When people talk about AI, two words tend to come out of their mouths: chips and Nvidia. Jensen Huang’s company is the largest company on earth primarily thanks to the sales of GPUs (Graphics Processing Units) that power the AI workloads on which the world is increasingly relying. Most people also know that the infrastructure needed to power said AI workloads can be encapsulated in two words: data centers. While most people are familiar with what a data center is, few understand how it operates and its key components.

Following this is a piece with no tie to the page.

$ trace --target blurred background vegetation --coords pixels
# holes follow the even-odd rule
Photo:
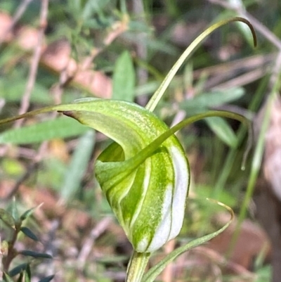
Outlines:
[[[1,0],[0,117],[85,97],[145,105],[204,29],[223,18],[247,18],[257,47],[242,23],[216,31],[181,69],[156,110],[169,125],[208,109],[242,114],[254,123],[257,144],[241,170],[245,125],[210,119],[178,134],[191,166],[191,198],[220,200],[238,219],[220,238],[182,256],[159,279],[277,282],[272,269],[277,261],[270,260],[270,254],[281,249],[275,245],[278,237],[268,233],[270,226],[262,229],[264,219],[259,223],[256,214],[260,219],[259,211],[265,214],[270,200],[277,205],[280,200],[263,159],[266,122],[280,119],[274,95],[281,65],[280,13],[278,0]],[[277,108],[268,108],[268,101]],[[22,254],[9,269],[29,262],[34,281],[52,274],[55,281],[124,279],[131,246],[93,172],[96,158],[109,143],[56,113],[1,127],[0,207],[13,211],[15,205],[22,214],[44,203],[25,221],[39,242],[20,232],[13,245],[53,257],[38,260]],[[259,174],[260,169],[268,173]],[[265,190],[273,191],[271,200],[254,202],[254,189],[258,200]],[[188,202],[180,238],[156,254],[152,264],[181,241],[228,220],[223,212],[210,214],[210,207],[200,203]],[[280,212],[270,212],[276,222],[266,222],[279,226]],[[4,222],[0,236],[11,241]]]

Over the past few weeks, I have been looking into three companies, two of which operate in the HVAC industry. I initially wanted to look into these companies because they have been growing at a good pace and their stocks are off by more than 40% from their highs. However, I soon discovered the source of their rapid growth: data centers! The reason the data center cooling market has been growing rapidly is somewhat straightforward: outside of semiconductors and general IT equipment, the most significant expense in a data center is cooling infrastructure. Finding a reliable estimate for market size is challenging because the industry is still in its infancy. However, some sources indicate that around $450 billion of Capex is planned for data center infrastructure over the next couple of years. Capex tends to be divided as follows in an average data center construction project:
60%-70% to the equipment contained within the racks (you’ll understand what this is in a bit)
15%-20% to cooling infrastructure
10% - 20% to the construction of the building per se, and other expenses
Assuming the $450 billion estimate is correct, that would mean that around $67-$90 billion will be spent on cooling infrastructure over the next couple of years. While this might not sound impressive considering the TAMs being discussed around AI, we should not forget that this market was mostly non-existent 10 years ago. I wouldn’t take these numbers at face value either, but it’s undeniable that the money spent on data center cooling infrastructure is expected to be significant over the coming years.
The explosion of said expenditure is coming from two main players: hyperscalers and co-locators. Whilst I’d imagine you’d know what a hyperscaler is by now (Amazon, Google, Microsoft, Meta…), a co-locator might be somewhat unknown to you. A co-locator is simply a company that builds the “shell” of a data center and provides related horizontal services (such as cooling, security, and network connections) on behalf of several end consumers. A co-locator’s customer is responsible for providing the remaining equipment (mainly what goes inside the rack). Co-locators are the reason why some companies can “bypass” hyperscalers without facing the risk of excess capacity inherent to data center infrastructure operations. Managing capacity is pretty tough in this industry, and not every company can excel at it:
I think one of the least understood about AWS over the last 18 years has been what a massive logistics challenge it is to run that business. If you end up actually with too little capacity, then you have service disruptions, which really nobody does because it means companies can’t scale their applications.
So, most companies deliver more capacity than they need. However, if you deliver too much capacity, the economics are pretty woeful and you don’t like the returns or the operating income. And we have built models over a long period of time that are algorithmic and sophisticated that land the right amount of capacity.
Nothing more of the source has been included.